Pearl Dairy manufactures milk powder, liquid milk, yoghurt, flavoured milk, butter, butter oil and ghee at its plant in Mbarara, in western Uganda. The plant has a daily processing capacity of 800,000 litres of milk. The company, which was founded in 2009, started exporting to Egypt, Kenya, Tanzania and DRC in 2015. It entered Burundi in 2018.
According to General Manager Bijoy Varghese, Pearl Dairy has received regulatory approval for sale in each of its three new target markets. Initially, the company will only sell milk powder and yoghurt in Ethiopia, Malawi and South Sudan. It has cited the Africa Continental Free Trade Area (AfCFTA) and the promise of tariff-free trading as a key driver for its expansion.
In December 2019, Kenya put a 16% VAT charge on imported milk from Uganda. The move came because Kenyan dairy farmers believe they are being undercut on prices by farmers in Uganda. The same month Kenyan Police, Kenya Bureau of Standards and the Kenya Revenue Authority went round stores in Nairobi and removed packets of Lato powdered milk from shelves, saying they are substandard, in what was clearly telegraphed as a political move.

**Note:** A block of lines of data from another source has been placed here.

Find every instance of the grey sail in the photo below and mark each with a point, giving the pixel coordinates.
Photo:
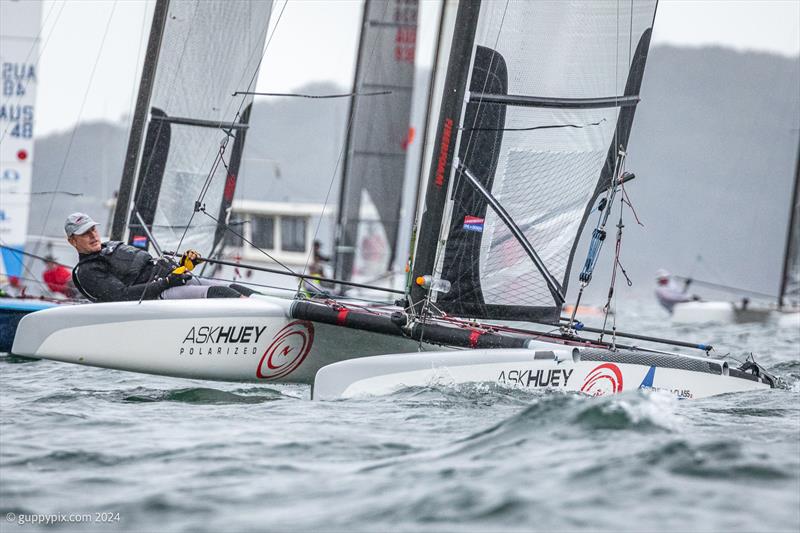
(377, 140)
(194, 127)
(789, 295)
(550, 90)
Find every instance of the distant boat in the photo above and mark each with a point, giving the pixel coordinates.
(787, 311)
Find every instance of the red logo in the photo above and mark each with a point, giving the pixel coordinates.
(443, 149)
(287, 351)
(605, 378)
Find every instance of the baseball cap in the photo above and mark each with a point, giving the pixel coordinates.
(78, 224)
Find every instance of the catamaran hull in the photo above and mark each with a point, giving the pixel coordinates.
(243, 340)
(11, 312)
(593, 372)
(716, 312)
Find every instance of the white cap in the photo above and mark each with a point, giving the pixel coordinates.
(662, 274)
(78, 224)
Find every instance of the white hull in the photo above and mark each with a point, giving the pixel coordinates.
(716, 312)
(252, 339)
(555, 369)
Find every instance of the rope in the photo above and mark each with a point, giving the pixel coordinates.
(315, 96)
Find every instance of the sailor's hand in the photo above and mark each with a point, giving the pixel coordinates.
(177, 279)
(190, 258)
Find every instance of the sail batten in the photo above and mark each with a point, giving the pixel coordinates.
(572, 103)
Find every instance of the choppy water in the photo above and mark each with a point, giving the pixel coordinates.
(162, 454)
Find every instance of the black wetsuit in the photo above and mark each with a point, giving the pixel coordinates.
(120, 272)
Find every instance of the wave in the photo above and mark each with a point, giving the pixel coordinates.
(204, 396)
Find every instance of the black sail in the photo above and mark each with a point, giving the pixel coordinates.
(552, 89)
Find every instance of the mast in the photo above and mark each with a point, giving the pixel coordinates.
(444, 144)
(792, 235)
(127, 182)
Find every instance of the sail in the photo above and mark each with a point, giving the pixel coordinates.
(377, 139)
(207, 51)
(790, 281)
(550, 90)
(20, 24)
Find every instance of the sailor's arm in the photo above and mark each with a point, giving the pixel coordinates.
(100, 285)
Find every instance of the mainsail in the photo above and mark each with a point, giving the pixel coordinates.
(20, 24)
(538, 103)
(789, 295)
(200, 53)
(377, 138)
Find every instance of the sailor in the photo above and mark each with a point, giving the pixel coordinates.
(669, 293)
(58, 278)
(113, 271)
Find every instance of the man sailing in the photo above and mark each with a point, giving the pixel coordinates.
(113, 271)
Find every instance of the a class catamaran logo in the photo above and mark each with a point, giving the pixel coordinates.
(222, 340)
(603, 379)
(287, 351)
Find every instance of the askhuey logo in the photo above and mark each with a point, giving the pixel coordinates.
(539, 378)
(210, 340)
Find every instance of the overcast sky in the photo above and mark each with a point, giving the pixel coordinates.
(85, 76)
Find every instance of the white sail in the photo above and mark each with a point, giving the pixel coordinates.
(542, 98)
(790, 282)
(378, 137)
(207, 52)
(20, 24)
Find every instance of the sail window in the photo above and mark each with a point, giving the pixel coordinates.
(263, 230)
(293, 234)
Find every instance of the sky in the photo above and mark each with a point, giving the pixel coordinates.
(91, 50)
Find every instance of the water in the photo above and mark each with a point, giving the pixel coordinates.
(178, 455)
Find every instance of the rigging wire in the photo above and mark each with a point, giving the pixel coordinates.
(315, 96)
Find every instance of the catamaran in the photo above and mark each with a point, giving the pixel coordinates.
(785, 311)
(529, 122)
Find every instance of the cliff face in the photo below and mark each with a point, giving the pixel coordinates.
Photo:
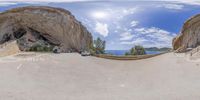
(46, 26)
(190, 35)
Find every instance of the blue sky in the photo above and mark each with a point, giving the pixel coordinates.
(124, 24)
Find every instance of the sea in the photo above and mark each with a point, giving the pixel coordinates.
(122, 52)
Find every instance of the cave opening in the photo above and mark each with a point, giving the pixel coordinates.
(19, 33)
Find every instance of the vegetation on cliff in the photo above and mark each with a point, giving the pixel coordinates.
(137, 50)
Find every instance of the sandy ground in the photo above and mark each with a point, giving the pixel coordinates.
(72, 77)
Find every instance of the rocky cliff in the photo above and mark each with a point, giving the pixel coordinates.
(189, 36)
(47, 27)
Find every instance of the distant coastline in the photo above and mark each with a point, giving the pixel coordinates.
(149, 51)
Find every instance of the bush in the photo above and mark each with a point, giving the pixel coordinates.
(99, 46)
(137, 50)
(41, 48)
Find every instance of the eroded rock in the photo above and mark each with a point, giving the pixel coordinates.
(190, 35)
(46, 26)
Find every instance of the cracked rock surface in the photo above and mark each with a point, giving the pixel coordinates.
(46, 26)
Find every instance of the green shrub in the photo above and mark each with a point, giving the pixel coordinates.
(41, 48)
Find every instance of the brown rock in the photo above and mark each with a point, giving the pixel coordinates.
(44, 25)
(190, 35)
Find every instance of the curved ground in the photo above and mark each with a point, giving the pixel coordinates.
(72, 77)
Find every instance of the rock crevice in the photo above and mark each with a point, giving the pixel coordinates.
(44, 25)
(189, 36)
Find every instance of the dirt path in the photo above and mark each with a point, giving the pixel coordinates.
(72, 77)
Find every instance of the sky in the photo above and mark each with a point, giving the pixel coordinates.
(123, 24)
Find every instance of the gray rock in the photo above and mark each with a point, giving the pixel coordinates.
(189, 36)
(56, 26)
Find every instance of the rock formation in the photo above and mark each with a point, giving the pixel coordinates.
(46, 27)
(190, 35)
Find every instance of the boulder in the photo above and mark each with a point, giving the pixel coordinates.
(46, 26)
(189, 36)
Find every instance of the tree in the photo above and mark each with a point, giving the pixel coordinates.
(99, 46)
(137, 50)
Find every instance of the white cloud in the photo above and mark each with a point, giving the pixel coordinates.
(126, 36)
(119, 13)
(187, 2)
(134, 23)
(7, 3)
(150, 37)
(172, 6)
(102, 29)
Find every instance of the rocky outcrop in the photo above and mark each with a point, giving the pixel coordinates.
(190, 35)
(47, 27)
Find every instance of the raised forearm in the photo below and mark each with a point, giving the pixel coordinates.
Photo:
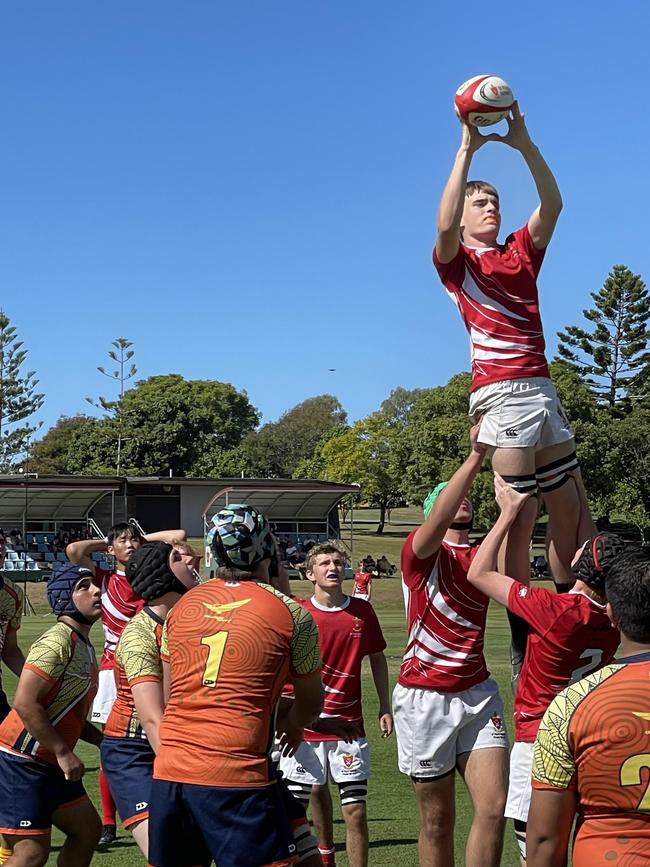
(549, 193)
(450, 210)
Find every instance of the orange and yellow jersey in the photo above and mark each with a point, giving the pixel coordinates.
(230, 646)
(66, 660)
(11, 609)
(137, 659)
(595, 739)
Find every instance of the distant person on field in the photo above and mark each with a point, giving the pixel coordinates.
(592, 752)
(40, 774)
(349, 631)
(494, 286)
(119, 605)
(448, 711)
(570, 635)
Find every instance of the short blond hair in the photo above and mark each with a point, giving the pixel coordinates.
(332, 546)
(480, 187)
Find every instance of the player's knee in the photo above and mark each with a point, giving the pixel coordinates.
(555, 474)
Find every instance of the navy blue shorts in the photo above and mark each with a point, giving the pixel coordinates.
(190, 825)
(128, 766)
(5, 707)
(31, 792)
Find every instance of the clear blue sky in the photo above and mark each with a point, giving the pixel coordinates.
(247, 190)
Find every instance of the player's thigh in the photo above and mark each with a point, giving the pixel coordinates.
(436, 800)
(427, 723)
(79, 819)
(308, 765)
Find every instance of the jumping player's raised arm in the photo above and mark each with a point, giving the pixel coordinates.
(429, 536)
(543, 219)
(483, 571)
(450, 210)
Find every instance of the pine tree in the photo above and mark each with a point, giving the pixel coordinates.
(613, 356)
(18, 397)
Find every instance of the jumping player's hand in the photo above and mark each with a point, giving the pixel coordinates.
(508, 499)
(290, 736)
(517, 136)
(72, 766)
(474, 432)
(386, 724)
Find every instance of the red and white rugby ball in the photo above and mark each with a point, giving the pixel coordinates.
(484, 100)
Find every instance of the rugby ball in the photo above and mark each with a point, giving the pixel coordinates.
(484, 100)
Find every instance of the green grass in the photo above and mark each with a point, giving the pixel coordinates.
(391, 803)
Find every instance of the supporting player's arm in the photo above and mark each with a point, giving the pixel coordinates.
(428, 537)
(450, 210)
(483, 570)
(149, 703)
(379, 668)
(548, 832)
(28, 704)
(168, 536)
(12, 655)
(79, 552)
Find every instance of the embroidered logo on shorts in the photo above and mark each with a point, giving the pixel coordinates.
(497, 722)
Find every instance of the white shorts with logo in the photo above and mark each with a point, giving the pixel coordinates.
(520, 413)
(313, 760)
(434, 728)
(520, 787)
(105, 698)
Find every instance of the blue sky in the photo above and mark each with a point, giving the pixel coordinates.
(247, 190)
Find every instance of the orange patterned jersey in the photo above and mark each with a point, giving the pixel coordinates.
(595, 739)
(137, 659)
(230, 646)
(66, 660)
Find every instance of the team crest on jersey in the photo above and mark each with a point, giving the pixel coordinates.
(497, 722)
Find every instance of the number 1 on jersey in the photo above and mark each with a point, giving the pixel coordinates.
(216, 645)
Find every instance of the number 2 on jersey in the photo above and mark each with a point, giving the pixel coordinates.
(216, 645)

Uganda produced around 2.6bn litres of milk in 2018, of which around 144m litres are sold in Kenya in an export business worth around $80m. According to Uganda’s Agriculture Sector Strategic Plan 2015/16 – 2019/20, which set production targets for priority and strategic agricultural commodities, it has a target to produce 3.3bn litres of milk in 2020. It probably won’t hit that target because yields per cow are not increasing, but the overall pattern is one of increase: Uganda produced only 1.6bn litres of milk in 2016.